1001 pages read as of about 10:00 last night; as I’m typing this I’m just over a quarter of the way through the second book. Goal is to have that done by Sunday night, and then a couple of days for the first novella, and then I’m back to Oathbringer, which I haven’t finished yet.
This was my third read-through of The Way of Kings; I last read it when Words of Radiance came out in 2014. I had genuinely forgotten how good of a book it is; Sanderson gets lots of credit for his magic systems but the worldbuilding throughout this book is just superb, and the characters are some of my favorites in his canon. The Way of Kings does a tremendous job of lining up its mysteries; some things are absolutely not going to be explained in the first book, but just enough is revealed that you don’t feel like the whole book is a pointless mystery box. The book feels carefully planned in a way that first books of series often don’t, and that’s a hard thing to pull off.

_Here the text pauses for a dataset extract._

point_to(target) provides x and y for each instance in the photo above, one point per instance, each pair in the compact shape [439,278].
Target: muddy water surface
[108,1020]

I remain concerned about the Parshendi as an element of the series; it didn’t really sink in that the series felt like the “good guys” were the wrong side until Oathbringer came out, and that was definitely a major contributing factor to me abandoning it. The whole book just feels way too comfortable with “Hey, this entire species is our slaves, except for the ones we’re massacring, and those are constantly referred to as savages and monsters” for me, and I know full well it’s going to get worse. The thing is, in the years since Oathbringer I’ve literally never heard anyone make that criticism other than me, and it’s not like I have some sort of special insight. Like, people figured out that slavery was bad in the Harry Potter books, so … either they just didn’t apply that level of analysis to this book or maybe it gets resolved after I stopped reading. We’ll see, I guess.